I think this might be my first tip or tutorial for 2012….and it is August.  Anyway, I shot the Arvada West girls softball team against Boulder yesterday and near the end of the game I played around with some slow shutter speed shots of the Arvada West pitcher.  Here is a little tutorial and a couple images.

When shooting a sport like baseball, the standard thinking for photographers is fast shutter speed, the faster the shutter speed (or at least 1/500th of a second) will freeze the action.  But what if I want to blur the action?  Sounds kind of opposite of what you would want, but that was exactly what I was going for with these shots.
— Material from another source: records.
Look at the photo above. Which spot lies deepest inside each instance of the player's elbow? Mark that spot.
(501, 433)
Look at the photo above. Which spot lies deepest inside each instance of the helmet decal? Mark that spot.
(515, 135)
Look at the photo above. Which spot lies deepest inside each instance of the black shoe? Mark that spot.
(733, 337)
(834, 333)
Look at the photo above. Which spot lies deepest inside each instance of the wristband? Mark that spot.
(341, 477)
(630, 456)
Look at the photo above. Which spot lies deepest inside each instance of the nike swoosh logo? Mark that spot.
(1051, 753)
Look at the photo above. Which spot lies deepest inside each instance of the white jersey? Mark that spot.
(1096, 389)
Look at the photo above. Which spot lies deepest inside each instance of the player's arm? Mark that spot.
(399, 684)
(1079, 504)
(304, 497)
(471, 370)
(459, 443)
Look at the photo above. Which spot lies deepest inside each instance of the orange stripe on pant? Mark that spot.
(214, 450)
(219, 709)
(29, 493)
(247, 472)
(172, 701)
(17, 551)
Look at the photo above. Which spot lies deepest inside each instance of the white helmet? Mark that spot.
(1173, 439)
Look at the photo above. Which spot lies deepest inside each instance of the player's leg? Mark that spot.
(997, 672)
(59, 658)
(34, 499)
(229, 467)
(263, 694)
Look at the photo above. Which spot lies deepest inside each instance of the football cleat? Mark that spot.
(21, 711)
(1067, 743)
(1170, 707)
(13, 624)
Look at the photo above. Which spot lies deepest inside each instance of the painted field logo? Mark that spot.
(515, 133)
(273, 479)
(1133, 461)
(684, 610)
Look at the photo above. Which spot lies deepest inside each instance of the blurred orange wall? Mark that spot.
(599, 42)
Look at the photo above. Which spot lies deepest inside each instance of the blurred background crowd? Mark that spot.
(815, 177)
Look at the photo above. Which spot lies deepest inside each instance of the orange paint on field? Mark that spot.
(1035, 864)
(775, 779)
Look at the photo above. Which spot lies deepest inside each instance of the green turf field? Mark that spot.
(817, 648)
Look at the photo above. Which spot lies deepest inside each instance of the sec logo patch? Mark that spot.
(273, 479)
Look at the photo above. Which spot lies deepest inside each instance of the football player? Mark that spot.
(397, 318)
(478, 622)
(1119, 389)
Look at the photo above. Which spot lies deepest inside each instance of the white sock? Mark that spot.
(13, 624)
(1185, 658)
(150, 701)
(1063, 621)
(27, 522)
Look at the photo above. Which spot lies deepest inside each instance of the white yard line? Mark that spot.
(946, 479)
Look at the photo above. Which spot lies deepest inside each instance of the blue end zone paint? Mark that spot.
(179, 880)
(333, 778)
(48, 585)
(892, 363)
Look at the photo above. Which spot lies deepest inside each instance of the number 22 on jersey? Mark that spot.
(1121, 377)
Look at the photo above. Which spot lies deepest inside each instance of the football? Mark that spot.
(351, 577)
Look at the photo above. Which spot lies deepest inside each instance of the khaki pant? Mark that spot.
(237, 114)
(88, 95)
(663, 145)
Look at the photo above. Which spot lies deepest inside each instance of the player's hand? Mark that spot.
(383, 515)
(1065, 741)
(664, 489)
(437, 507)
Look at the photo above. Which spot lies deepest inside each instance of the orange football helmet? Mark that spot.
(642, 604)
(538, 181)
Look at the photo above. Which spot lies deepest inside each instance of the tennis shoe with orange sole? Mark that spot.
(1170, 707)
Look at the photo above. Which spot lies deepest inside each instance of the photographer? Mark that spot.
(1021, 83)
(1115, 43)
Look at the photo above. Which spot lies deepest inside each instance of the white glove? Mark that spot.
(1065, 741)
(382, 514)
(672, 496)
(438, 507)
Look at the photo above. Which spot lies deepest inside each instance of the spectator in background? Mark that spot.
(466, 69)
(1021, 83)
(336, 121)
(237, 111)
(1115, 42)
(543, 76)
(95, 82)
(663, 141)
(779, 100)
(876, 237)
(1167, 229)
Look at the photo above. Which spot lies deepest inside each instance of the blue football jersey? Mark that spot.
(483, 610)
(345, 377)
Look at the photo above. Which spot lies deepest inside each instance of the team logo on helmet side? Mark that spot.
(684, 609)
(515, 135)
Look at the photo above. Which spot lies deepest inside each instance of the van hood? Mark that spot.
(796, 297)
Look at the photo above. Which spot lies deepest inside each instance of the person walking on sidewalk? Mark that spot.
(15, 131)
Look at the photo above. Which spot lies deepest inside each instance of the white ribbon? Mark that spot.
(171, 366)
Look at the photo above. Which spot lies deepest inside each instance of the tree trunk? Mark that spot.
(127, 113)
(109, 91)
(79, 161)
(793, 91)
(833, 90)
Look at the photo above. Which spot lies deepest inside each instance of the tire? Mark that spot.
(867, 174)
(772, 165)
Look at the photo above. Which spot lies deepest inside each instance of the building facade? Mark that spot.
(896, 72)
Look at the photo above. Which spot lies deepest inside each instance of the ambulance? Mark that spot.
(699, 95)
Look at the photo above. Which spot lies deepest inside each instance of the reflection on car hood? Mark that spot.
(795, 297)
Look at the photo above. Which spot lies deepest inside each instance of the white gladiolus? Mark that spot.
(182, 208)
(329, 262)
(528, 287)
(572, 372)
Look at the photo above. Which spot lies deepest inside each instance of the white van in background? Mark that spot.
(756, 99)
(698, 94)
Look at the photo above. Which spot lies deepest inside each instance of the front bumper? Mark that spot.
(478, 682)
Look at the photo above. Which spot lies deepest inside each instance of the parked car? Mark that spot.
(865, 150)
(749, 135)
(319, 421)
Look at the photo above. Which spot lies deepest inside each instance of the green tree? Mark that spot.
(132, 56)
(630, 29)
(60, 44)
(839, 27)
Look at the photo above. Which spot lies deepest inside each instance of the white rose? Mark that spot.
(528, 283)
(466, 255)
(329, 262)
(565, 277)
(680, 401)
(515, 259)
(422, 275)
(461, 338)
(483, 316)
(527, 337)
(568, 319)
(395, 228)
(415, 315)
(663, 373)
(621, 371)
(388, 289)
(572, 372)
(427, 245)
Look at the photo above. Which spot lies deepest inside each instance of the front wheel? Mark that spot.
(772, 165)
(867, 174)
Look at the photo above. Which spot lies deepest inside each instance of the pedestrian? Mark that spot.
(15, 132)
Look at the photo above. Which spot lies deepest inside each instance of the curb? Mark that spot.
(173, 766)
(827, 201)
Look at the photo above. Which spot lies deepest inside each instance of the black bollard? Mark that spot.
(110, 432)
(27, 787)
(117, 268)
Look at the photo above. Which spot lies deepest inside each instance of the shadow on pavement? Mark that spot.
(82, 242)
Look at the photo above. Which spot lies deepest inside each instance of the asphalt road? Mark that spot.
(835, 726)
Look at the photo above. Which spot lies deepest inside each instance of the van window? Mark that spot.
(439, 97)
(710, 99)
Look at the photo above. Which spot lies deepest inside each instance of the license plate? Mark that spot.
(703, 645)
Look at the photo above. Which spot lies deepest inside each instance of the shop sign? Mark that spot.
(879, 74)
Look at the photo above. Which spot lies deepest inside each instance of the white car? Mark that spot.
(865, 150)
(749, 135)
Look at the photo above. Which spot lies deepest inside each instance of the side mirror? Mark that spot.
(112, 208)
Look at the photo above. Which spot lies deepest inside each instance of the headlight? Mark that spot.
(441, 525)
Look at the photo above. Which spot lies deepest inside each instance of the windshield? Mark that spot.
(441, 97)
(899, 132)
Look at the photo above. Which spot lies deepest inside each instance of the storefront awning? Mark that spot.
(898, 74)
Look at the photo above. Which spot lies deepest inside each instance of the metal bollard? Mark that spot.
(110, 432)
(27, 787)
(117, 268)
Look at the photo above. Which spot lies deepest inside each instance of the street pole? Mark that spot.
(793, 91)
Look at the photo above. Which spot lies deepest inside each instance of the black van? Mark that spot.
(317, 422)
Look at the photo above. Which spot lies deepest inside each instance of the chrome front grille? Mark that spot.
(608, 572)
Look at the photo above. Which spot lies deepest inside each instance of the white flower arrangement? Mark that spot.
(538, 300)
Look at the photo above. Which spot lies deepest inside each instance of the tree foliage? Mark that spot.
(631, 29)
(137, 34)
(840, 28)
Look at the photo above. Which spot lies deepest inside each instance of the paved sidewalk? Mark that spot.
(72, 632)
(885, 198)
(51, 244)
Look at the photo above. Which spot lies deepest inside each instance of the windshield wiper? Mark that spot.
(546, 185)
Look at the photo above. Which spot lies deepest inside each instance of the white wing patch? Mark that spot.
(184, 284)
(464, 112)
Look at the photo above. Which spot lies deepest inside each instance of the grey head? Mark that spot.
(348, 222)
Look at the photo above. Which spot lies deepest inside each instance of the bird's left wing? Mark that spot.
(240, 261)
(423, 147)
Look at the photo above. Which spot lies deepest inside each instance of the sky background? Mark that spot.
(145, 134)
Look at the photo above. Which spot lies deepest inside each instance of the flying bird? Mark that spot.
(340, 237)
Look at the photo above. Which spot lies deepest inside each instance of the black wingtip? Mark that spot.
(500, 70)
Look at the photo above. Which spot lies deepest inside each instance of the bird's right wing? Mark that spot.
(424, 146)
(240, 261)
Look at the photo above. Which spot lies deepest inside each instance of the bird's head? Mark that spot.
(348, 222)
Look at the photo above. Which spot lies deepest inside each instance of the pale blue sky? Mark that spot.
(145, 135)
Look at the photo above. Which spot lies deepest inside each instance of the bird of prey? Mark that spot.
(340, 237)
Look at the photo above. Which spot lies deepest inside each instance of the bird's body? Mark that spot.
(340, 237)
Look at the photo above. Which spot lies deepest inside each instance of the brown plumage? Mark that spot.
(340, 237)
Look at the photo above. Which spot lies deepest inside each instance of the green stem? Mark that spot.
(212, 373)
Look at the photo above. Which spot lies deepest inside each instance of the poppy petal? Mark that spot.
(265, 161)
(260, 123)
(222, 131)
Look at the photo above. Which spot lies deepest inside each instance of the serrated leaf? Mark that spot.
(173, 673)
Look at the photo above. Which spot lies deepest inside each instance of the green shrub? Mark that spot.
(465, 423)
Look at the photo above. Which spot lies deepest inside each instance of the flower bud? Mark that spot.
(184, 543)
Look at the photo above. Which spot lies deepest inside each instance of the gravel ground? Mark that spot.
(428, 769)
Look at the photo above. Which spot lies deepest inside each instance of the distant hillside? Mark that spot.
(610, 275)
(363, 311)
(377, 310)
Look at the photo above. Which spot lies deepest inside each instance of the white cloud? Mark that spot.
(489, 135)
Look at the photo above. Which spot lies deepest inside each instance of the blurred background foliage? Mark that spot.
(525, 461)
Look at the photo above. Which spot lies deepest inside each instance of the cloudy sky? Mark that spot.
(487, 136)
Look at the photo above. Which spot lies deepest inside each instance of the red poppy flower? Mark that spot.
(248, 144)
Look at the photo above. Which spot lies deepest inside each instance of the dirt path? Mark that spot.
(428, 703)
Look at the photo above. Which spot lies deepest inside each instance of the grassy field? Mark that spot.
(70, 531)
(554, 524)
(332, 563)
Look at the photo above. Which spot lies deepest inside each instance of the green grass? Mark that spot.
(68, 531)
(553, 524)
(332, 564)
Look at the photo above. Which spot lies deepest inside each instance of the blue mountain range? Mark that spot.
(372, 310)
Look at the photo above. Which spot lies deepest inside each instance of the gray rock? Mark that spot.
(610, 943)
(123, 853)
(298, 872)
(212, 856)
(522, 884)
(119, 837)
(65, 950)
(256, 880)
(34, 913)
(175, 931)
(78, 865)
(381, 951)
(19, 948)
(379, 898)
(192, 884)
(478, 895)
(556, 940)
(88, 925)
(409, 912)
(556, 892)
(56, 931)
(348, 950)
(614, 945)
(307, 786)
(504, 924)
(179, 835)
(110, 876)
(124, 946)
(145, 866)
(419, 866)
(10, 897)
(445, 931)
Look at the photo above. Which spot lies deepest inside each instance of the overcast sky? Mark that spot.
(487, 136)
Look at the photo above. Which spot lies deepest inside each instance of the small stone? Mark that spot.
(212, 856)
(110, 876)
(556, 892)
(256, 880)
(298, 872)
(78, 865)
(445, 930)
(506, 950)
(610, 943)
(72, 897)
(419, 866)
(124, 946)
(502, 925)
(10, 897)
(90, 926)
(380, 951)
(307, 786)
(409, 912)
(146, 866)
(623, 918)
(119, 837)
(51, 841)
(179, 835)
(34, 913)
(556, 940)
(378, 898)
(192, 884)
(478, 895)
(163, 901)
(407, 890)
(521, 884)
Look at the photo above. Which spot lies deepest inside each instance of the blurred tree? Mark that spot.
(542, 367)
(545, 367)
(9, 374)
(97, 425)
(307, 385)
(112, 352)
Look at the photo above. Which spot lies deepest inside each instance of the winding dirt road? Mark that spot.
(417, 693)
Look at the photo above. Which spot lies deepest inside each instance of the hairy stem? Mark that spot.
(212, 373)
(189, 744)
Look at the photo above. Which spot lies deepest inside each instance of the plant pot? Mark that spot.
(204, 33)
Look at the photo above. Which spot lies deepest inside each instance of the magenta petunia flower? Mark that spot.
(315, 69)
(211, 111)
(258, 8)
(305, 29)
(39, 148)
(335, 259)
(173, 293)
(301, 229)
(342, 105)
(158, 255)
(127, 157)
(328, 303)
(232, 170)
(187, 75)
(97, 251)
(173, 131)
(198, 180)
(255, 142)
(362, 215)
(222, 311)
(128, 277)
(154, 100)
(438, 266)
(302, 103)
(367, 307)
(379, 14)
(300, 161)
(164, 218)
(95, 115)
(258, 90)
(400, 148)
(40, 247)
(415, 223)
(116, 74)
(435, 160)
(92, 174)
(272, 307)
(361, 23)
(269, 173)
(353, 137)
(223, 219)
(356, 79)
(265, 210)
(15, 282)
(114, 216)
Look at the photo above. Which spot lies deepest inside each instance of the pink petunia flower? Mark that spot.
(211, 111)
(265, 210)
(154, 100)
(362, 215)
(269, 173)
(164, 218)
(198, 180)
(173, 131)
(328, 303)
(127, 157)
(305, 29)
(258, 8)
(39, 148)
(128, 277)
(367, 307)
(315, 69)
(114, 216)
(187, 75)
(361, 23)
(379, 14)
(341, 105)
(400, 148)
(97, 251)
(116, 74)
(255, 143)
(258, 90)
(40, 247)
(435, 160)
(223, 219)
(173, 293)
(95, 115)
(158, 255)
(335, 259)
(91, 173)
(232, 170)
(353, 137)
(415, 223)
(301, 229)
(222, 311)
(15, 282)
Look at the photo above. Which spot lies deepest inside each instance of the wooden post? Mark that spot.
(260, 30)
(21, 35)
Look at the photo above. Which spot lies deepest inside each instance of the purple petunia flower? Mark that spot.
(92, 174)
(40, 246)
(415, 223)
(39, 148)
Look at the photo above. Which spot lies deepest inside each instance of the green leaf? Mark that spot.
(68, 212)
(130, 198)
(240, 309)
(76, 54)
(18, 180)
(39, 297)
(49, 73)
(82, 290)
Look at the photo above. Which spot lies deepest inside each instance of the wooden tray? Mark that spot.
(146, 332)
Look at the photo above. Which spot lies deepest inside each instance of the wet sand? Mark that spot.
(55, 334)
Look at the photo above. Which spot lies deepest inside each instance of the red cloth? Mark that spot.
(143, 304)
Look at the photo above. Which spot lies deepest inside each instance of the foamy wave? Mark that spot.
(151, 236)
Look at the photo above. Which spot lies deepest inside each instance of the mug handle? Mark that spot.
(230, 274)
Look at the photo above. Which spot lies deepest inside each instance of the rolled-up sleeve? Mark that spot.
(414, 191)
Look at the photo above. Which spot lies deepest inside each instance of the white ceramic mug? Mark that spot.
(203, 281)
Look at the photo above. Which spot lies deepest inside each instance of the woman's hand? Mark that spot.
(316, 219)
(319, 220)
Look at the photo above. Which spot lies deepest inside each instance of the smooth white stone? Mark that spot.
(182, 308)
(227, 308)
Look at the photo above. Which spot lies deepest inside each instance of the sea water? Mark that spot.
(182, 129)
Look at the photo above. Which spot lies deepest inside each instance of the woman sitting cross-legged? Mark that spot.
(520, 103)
For most of the game I was at either 400 or 800 ISO and anywhere from 1/800th of a second to 1/2000th of a second shutter speed with the lens wide open at 2.8.  In the last half inning of play I moved to behind the backstop to shoot through the fence facing the pitcher for some head on shots.  Once I grabbed what I wanted I switched over to some slow shutter speeds to capture her in motion, to make the image, while a still photo, look like she is moving.  To do this you need to slow down your shutter speed.  To capture the image and correctly expose it, I had to switch my ISO down to 100 speed.  This allowed me to drop the shutter speed down some, but not enough for what I wanted.  So, changed the aperture from 2.8 up to F8.  This allowed me to take my shutter speed down to 1/13th of a second.  Now, two things to know when shooting at this speed.  One, use some sort of support, like a monopod to help stabilize the camera.  It is all but impossible to hand hold a camera with a long lens and expect images to be sharp.  And yes, while shooting at the moving subject with a slow shutter speed, very little will be sharp, but as you will see below, I did get something sharp.  The second thing to remember is to shoot in bursts.  Especially with a pitcher in Softball or Baseball, you will have a lot going on, from wind up to the stretch to the delivery.  I will usually take 5 to 10 photos of one pitch.  Out of those 5-10 photos, I am hoping for one good one, and a lot of times they end up being junk.

Here is the photo I took with the above settings, which I would call a missed shot.

Slow Shutter Speed Shot of Arvada West Softball Pitcher
ISO 100 Shutter 1/13th Aperture F8.0

As you can see, my position to shoot this was pretty good, but the shutter speed was too slow.  Many pitchers hold their heads pretty still in parts of the delivery, but this pitcher was not still enough at 1/13th at this point in her delivery.  Also, it was too slow causing too much of a blur from the ball going from in front of her to the top of the frame.  It just did not look good.  But when I do slow shutter speed shooting, I try a few different shutter speeds and hope one works out the best.  In this case, I changed my shutter speed to 1/20th of a second and dropped my aperture down to F6.3.  What I came up with was a winner.

Slow Shutter Speed shot of Arvada West Softball Pitcher
ISO 100 Shutter 1/20 Aperture 6.3

Now, you can see the pitchers face is relatively sharp for all the movement she is doing, her plant foot toes are kind of sharp, and there is movement from her kick leg and pitching arm.  Now, am I happy with the shot?  Yes. Could I have done it better?  Quite possibly.  Going to 1/30th of a second, I might have been able to get her face real sharp and the arm and ball might have been clearer to view, but overall, I am really happy with the shot.

Both shots were taken with a Canon 7D and a Sigma 120-300 F2.8 lens.